Winner of 2015 Mike Okonkwo National Essay Competition to students:
‘See failure as stepping stone rather than stumbling block’
Chisom Emeto, the student of Port Harcourt International School, Port Harcourt, Rivers State, who came first in this year’s Mike Okonkwo National Essay Competition for Secondary Schools, and the 12th in the series, had not been born when Jimmy Cliff, the Jamaican reggae star, sang his world-famous song, “You can get it if you really want, but you must try, try and try; You’ll succeed at last.”

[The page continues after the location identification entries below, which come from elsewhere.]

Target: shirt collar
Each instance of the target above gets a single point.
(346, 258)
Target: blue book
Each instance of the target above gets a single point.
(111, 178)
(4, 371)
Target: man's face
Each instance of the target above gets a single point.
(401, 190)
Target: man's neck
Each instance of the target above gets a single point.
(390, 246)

But he epitomized the truth being passed across in that song recently when he tried and tried and eventually emerged the first among six other candidates that equally performed well in the essay competition titled: “The Nigerian Political Class and the Citizens Quest for Good Governance.”

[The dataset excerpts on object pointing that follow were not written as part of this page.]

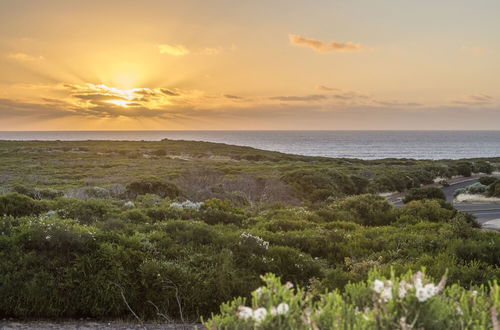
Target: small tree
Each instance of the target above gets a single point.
(416, 194)
(464, 168)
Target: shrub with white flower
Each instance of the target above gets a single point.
(189, 205)
(411, 301)
(253, 242)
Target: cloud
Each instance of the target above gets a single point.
(313, 97)
(476, 50)
(174, 50)
(169, 92)
(24, 57)
(327, 89)
(324, 47)
(232, 97)
(211, 51)
(475, 100)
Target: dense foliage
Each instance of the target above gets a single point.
(174, 229)
(408, 302)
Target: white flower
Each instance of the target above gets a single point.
(418, 283)
(431, 290)
(386, 294)
(129, 204)
(258, 293)
(282, 308)
(259, 314)
(403, 289)
(245, 313)
(421, 294)
(378, 286)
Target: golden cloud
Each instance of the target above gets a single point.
(174, 50)
(322, 46)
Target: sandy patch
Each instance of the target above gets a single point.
(476, 198)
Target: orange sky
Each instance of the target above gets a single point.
(76, 65)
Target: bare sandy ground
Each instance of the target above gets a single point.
(92, 325)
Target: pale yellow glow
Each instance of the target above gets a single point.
(121, 103)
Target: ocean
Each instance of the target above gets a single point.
(349, 144)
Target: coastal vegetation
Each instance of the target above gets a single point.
(173, 229)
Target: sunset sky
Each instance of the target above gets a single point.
(159, 64)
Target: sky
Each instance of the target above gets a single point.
(249, 65)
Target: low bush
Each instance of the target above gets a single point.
(18, 205)
(487, 180)
(464, 168)
(483, 167)
(153, 186)
(368, 210)
(424, 193)
(406, 302)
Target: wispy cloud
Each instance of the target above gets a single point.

Insight provided by Prof. Akachi Adimora-Ezeigbo, the Chief Examiner of the essay competition shows that Emeto emerged the overall winner out of the 2,997 entries received for the 2015 competition held to mark the 70th birthday of the founder, Dr. Mike Okonkwo, the Presiding Bishop of The Redeemed Evangelical Mission (TREM). He showed “ability to engage the subject by showing how citizens have been culprit in entrenching bad governance,” she said in a press statement, “and then proposes what must be done to institute a political class that will deliver good governance.” An excerpt taken from his winning entry and later published on the first inner page of the programme booklet read: “For our failure to elect the right leaders, we have earned the reward of bad governance.”
To clinch the ultimate prize of N100, 000, a laptop, a plaque, and three set of Internet-ready computers and a printer for his school, Emeto scored 73% at the first stage of the competition and 66% at the second stage. But in a chat with Education Review, it turned out that he applied the Jimmy Cliff song principle to succeed: he tried, tried, tried and tried.